Use of AVX instructions in mpn_mul_1

Mon Jun 13 23:17:04 CEST 2022

Hi, GMP wizards.

I had a quick look at the x86_64 assembly implementations of the basic
primitive used in multiplications (mpn_mul_1), and saw this:

    $ grep mul $(find . -type f | grep asm$ | grep x86_64 | grep /mul_1) | \
         grep -v -P '\tmul\tv' | \
         grep -v mul.uses | \
         grep -v mpn_mul_ | \
         grep -v mulx
    ./x86_64/silvermont/mul_1.asm:include_mpn(`x86_64/bd1/mul_1.asm')
    ./x86_64/pentium4/mul_1.asm:include_mpn(`x86_64/bd1/mul_1.asm')
    ./x86_64/goldmont/mul_1.asm:include_mpn(`x86_64/coreisbr/mul_1.asm')

Basically, after grep-ing out:

- instances of "mul v0", "mul v1", etc...
- comments mentioning that "mul" clobbers rdx...
- labels of mpn_mul_1...
- ...and uses of "mulx"...

...I could not find any use of AVX-integer-related multiplication
instructions.
I am talking about things like " _mm512_mul_epu32", which at first glance
seemed promising (8x32bit multiplications in one instruction generating
8x64-bit results in one go).

Then again, the generated 64 bit outputs from the 8 32x32 multiplications
would have to be add-/adc- "horizontally", shifted by 32-bits each...

I can't see a way to do that optimally. Is that the reason GMP asm code
seems to prefer the simple 64x64 => 128 instructions?  (mul %rcx)

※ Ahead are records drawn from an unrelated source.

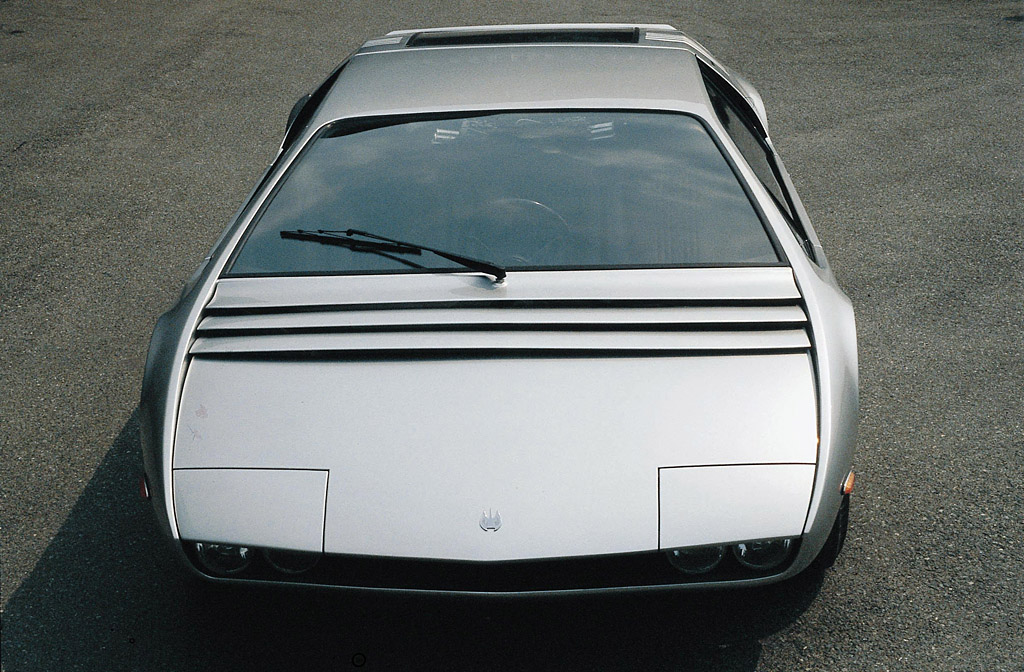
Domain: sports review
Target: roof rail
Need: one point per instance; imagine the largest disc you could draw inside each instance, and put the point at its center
(537, 36)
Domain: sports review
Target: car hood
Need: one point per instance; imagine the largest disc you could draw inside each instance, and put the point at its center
(564, 414)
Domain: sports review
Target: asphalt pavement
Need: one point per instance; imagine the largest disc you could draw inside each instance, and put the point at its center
(132, 131)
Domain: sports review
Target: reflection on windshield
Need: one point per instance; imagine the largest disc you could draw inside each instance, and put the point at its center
(523, 190)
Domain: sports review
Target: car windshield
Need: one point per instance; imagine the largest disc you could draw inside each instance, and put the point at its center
(521, 190)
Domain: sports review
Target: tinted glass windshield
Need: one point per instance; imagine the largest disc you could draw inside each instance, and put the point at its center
(523, 190)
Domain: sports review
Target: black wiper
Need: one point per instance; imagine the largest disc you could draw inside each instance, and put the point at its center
(384, 245)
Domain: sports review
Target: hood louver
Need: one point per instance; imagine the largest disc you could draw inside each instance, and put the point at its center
(233, 325)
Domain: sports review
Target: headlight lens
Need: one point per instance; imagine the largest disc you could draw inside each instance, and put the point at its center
(223, 559)
(764, 554)
(697, 559)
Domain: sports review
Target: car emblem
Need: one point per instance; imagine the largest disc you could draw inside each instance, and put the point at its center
(491, 521)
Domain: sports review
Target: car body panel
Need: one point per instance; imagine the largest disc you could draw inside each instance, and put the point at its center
(705, 505)
(417, 449)
(265, 507)
(255, 358)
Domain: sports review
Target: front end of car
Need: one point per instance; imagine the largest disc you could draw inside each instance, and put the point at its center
(560, 345)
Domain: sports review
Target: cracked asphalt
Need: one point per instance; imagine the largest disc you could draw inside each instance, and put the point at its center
(132, 131)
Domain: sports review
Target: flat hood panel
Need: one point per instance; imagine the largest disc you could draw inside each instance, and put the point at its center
(565, 451)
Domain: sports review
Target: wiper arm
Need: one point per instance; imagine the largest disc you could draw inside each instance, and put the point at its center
(383, 250)
(382, 244)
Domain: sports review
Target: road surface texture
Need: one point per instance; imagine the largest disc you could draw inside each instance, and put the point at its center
(132, 131)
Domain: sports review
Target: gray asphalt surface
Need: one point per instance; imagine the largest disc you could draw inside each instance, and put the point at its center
(132, 131)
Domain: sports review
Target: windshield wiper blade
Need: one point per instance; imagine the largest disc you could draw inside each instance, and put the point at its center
(382, 244)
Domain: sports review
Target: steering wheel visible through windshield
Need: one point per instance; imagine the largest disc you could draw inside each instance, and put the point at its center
(522, 190)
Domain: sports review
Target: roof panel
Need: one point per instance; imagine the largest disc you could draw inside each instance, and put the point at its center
(425, 79)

Asking as a curious x86-64 guy,
Thanassis.

P.S. Most of the asm codebases indicate in a comment that:  "The loop...
code is the result of running a code generation and optimization tool suite
written by David Harvey and Torbjorn Granlund". Did this tool check AVX
(and in general, SIMD) instructions as well?